Archive big data into multiple parts

archivegziprheltar

I'm working on big data and I need to archive a directory that is larger than 64 terabytes. I cannot create such large file (archive) on my file system. Unluckily, all proposed solutions for creating a multiple-parts archive on Linux suggest creating an archive first and then splitting it into smaller files with split command.

I know that it is possible with f.e. 7zip, but unluckily I'm quite forced to use tools built in RedHat 6 – tar, gzip, bzip2…

I was wondering about creating a script that would ask user for the maximum volume size. It would archive every single file with gzip, split those files, that are too big and then manually merge them into many tars with the chosen size. Is that a good idea?

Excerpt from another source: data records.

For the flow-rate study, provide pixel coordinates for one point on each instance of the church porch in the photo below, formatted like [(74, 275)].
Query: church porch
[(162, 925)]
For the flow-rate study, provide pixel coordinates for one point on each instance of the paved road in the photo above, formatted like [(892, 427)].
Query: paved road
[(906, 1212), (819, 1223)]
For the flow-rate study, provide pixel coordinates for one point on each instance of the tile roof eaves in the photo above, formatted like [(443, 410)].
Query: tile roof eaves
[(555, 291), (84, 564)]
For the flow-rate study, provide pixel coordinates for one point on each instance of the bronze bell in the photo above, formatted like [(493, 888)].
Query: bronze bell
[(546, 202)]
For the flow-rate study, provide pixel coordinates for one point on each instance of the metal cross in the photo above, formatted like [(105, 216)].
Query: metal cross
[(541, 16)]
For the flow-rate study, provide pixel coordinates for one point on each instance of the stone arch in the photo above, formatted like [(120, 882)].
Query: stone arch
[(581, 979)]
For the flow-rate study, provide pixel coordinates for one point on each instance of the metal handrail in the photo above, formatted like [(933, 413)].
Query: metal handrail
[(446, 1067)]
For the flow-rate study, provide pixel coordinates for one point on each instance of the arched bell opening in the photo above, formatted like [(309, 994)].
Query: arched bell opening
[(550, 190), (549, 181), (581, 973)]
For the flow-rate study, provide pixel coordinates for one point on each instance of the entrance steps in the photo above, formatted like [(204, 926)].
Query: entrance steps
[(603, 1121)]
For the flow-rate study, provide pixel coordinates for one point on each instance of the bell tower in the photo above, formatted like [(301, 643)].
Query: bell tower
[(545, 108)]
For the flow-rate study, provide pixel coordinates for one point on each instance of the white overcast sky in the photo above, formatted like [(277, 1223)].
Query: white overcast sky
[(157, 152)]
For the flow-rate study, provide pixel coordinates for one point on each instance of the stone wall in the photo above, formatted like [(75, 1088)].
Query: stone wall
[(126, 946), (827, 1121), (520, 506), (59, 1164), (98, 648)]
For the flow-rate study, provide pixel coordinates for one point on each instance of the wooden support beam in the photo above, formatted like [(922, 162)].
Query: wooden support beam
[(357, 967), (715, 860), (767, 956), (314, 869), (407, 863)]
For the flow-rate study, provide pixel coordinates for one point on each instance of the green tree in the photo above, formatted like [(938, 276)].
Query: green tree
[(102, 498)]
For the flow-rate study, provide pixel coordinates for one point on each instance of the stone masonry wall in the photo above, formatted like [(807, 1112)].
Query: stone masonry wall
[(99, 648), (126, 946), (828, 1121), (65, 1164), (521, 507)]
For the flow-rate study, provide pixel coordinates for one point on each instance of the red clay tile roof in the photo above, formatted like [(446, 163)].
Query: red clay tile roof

Is there any other possibility to achieve big archive division with basic Linux commands?

UPDATE:

I've tested the solution on the filesystem with the restricted maximum file size and it worked. The pipe that redirects the tar output directly into split command has worked as intended:

tar -czf - HugeDirectory | split --bytes=100GB - MyArchive.tgz.

The created files are already small and when merging them together no supersized files are created:

cat MyArchive.tgz* | tar -xzf -

Best Answer

If you have enough space to store the compressed archive, then the archive could be created and split in one go (assuming GNU split):

tar -c -vz -f - directory | split --additional-suffix=.gz.part -b 1G

This would create files called xaa.gz.part, xab.gz.part etc., each file being a 1G compressed bit of the tar archive.

To extract the archive:

cat x*.gz.part | tar -x -vz -f -

If the filesystem can not store the compressed archive, the archive parts needs to be written to another filesystem, alternative to some remote location.

On that remote location, for example:

ssh user@serverwithfiles tar -c -vz -f - directory | split --additional-suffix=.gz.part -b 1G

This would transfer the compressed archive over ssh from the machine with the big directory to the local machine and split it.